Figures show ongoing recovery

After a seemingly endless rollercoaster ride, home values finished the financial year on a higher note, according to figures released this week by property valuer RP Data.

Over the month of June, dwelling values rose by 1.9 per cent across the RP Data-Rismark capital city index.

The result effectively reverses the falls recorded over both April and May 2013 when values dipped by 1.7 per cent across both months.

Annually, capital city home values rose by 3.8 per cent throughout the 2012/13 financial year, which is a significant improvement from the 3.6 per cent fall in values over the previous year.

RP Data research director Tim Lawless commented that the capital gains recorded over the financial year highlight the positive impact that lower mortgage rates are starting to have on the housing market, Lawless noted.

The quarter-on-quarter results for June showed capital city dwelling values were up 0.2 per cent, and were largely driven by a strong result in the largest capital city, Sydney.

Melbourne and Brisbane recorded a slight fall in dwelling values over the quarter while the decline in Hobart, Darwin and Canberra was more significant.

Each capital city housing market has recorded an increase in values over the past year, with the exception of Hobart, where values have fallen by 1.8 per cent. Annual capital gains have ranged from as little as 0.2 per cent in Adelaide to as much as 6.1 per cent in Darwin and 6.0 per cent in Perth.
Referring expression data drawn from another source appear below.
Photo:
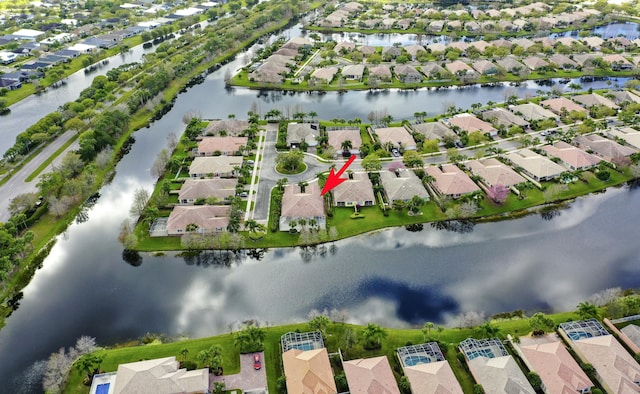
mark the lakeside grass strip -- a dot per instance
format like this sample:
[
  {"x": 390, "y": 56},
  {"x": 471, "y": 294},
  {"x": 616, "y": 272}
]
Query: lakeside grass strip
[{"x": 51, "y": 158}]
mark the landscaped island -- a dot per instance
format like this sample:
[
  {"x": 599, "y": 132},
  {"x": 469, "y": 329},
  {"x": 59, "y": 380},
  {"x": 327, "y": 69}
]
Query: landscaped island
[
  {"x": 489, "y": 162},
  {"x": 496, "y": 355}
]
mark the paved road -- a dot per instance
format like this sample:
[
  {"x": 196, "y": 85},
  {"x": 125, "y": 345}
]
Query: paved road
[{"x": 17, "y": 184}]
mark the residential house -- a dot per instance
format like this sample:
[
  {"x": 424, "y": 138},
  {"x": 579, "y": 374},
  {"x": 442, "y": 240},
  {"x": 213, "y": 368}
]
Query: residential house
[
  {"x": 623, "y": 96},
  {"x": 557, "y": 369},
  {"x": 532, "y": 112},
  {"x": 470, "y": 123},
  {"x": 459, "y": 68},
  {"x": 451, "y": 181},
  {"x": 353, "y": 72},
  {"x": 591, "y": 99},
  {"x": 214, "y": 166},
  {"x": 561, "y": 106},
  {"x": 338, "y": 137},
  {"x": 501, "y": 117},
  {"x": 434, "y": 131},
  {"x": 356, "y": 190},
  {"x": 536, "y": 166},
  {"x": 593, "y": 42},
  {"x": 618, "y": 62},
  {"x": 226, "y": 146},
  {"x": 510, "y": 64},
  {"x": 572, "y": 157},
  {"x": 325, "y": 74},
  {"x": 226, "y": 127},
  {"x": 434, "y": 71},
  {"x": 162, "y": 376},
  {"x": 299, "y": 132},
  {"x": 485, "y": 67},
  {"x": 399, "y": 137},
  {"x": 493, "y": 368},
  {"x": 414, "y": 50},
  {"x": 381, "y": 72},
  {"x": 627, "y": 134},
  {"x": 308, "y": 371},
  {"x": 369, "y": 375},
  {"x": 493, "y": 172},
  {"x": 201, "y": 219},
  {"x": 563, "y": 61},
  {"x": 402, "y": 185},
  {"x": 616, "y": 369},
  {"x": 406, "y": 73},
  {"x": 535, "y": 63},
  {"x": 609, "y": 150},
  {"x": 195, "y": 189},
  {"x": 302, "y": 203}
]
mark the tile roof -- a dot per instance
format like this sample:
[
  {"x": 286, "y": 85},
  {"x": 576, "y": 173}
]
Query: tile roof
[
  {"x": 571, "y": 155},
  {"x": 226, "y": 145},
  {"x": 308, "y": 372},
  {"x": 370, "y": 376},
  {"x": 495, "y": 172},
  {"x": 403, "y": 186},
  {"x": 451, "y": 180},
  {"x": 433, "y": 378}
]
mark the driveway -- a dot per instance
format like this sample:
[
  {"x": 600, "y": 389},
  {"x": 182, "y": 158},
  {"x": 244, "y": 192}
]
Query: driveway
[{"x": 248, "y": 379}]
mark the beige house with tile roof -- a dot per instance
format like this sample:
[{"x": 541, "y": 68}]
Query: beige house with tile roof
[
  {"x": 307, "y": 205},
  {"x": 308, "y": 372},
  {"x": 226, "y": 146},
  {"x": 160, "y": 376},
  {"x": 232, "y": 127},
  {"x": 607, "y": 149},
  {"x": 471, "y": 123},
  {"x": 207, "y": 218},
  {"x": 560, "y": 104},
  {"x": 214, "y": 166},
  {"x": 325, "y": 74},
  {"x": 398, "y": 136},
  {"x": 629, "y": 135},
  {"x": 617, "y": 371},
  {"x": 451, "y": 181},
  {"x": 370, "y": 375},
  {"x": 433, "y": 378},
  {"x": 493, "y": 172},
  {"x": 434, "y": 131},
  {"x": 573, "y": 158},
  {"x": 337, "y": 137},
  {"x": 194, "y": 189},
  {"x": 532, "y": 112},
  {"x": 501, "y": 117},
  {"x": 402, "y": 185},
  {"x": 356, "y": 190},
  {"x": 548, "y": 357},
  {"x": 591, "y": 99},
  {"x": 534, "y": 165}
]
"Looking deeper into the index data reveals some interesting trends across the broad price-based segments of the housing market”, Mr Lawless said.
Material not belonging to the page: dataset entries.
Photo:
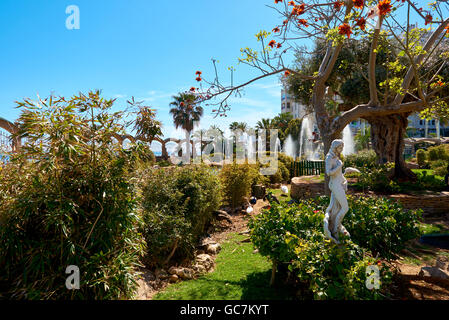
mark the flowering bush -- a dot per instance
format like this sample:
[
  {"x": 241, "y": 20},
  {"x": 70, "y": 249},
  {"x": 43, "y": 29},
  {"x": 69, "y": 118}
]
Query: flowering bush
[
  {"x": 66, "y": 199},
  {"x": 237, "y": 180},
  {"x": 361, "y": 159}
]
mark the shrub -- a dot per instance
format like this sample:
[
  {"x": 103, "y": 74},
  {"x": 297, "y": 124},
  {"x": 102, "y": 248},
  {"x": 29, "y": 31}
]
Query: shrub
[
  {"x": 293, "y": 235},
  {"x": 378, "y": 179},
  {"x": 421, "y": 157},
  {"x": 283, "y": 173},
  {"x": 66, "y": 200},
  {"x": 438, "y": 153},
  {"x": 361, "y": 159},
  {"x": 378, "y": 224},
  {"x": 177, "y": 205},
  {"x": 237, "y": 180}
]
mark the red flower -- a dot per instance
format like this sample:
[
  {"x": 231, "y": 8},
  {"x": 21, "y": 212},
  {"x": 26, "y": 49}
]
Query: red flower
[
  {"x": 384, "y": 7},
  {"x": 345, "y": 29},
  {"x": 302, "y": 22},
  {"x": 337, "y": 5},
  {"x": 361, "y": 23},
  {"x": 358, "y": 3}
]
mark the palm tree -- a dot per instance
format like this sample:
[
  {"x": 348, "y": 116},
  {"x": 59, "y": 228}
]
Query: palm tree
[
  {"x": 238, "y": 126},
  {"x": 185, "y": 112}
]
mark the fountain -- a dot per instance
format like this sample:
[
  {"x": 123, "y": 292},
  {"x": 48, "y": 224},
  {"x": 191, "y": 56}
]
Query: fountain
[
  {"x": 289, "y": 147},
  {"x": 348, "y": 140},
  {"x": 307, "y": 147}
]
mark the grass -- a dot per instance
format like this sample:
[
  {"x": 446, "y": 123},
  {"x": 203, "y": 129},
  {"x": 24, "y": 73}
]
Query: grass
[
  {"x": 429, "y": 172},
  {"x": 278, "y": 193},
  {"x": 239, "y": 274}
]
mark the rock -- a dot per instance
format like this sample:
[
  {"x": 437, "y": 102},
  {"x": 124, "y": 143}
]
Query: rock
[
  {"x": 199, "y": 269},
  {"x": 259, "y": 191},
  {"x": 222, "y": 215},
  {"x": 205, "y": 260},
  {"x": 213, "y": 248},
  {"x": 173, "y": 270},
  {"x": 434, "y": 272},
  {"x": 173, "y": 278},
  {"x": 161, "y": 274}
]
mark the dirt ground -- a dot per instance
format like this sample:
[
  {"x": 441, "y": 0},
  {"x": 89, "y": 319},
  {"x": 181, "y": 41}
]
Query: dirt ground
[{"x": 149, "y": 285}]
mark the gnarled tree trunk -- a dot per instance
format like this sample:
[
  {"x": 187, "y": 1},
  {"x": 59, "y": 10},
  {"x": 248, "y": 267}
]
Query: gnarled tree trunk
[{"x": 387, "y": 137}]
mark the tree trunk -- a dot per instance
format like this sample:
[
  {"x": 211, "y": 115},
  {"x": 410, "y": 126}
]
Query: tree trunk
[{"x": 387, "y": 137}]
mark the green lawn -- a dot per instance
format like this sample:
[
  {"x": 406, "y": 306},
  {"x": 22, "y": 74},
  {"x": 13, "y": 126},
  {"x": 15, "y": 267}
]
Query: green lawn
[
  {"x": 437, "y": 228},
  {"x": 278, "y": 193},
  {"x": 239, "y": 274}
]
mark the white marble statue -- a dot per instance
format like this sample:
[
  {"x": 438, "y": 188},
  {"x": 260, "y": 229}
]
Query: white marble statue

"The Sydney premium housing market has gathered some pace since the beginning of the year, likely fuelled by stronger equity market conditions as well as the fact that premium priced housing markets showed a larger correction than other broad price segments.”

The data shows that Sydney’s most expensive suburbs have seen dwelling values rise by 4.8 per cent over the past six months compared with a 3.2 per cent rise in values at the most affordable end of the market and a 4.6 per cent gain across the broad middle priced segment of the Sydney market.

“In the other major capitals, the most affordable and broad-middle priced segments of the housing market are typically showing the best value growth", Mr Lawless said.

“Premium markets are generally showing some appreciation, but still not at the same rate as lower-priced market segments.”

“If confidence levels remain high and labour markets continue to show a low rate of unemployment then we would expect that home values will continue to trend higher, albeit at a relatively measured pace", he concluded.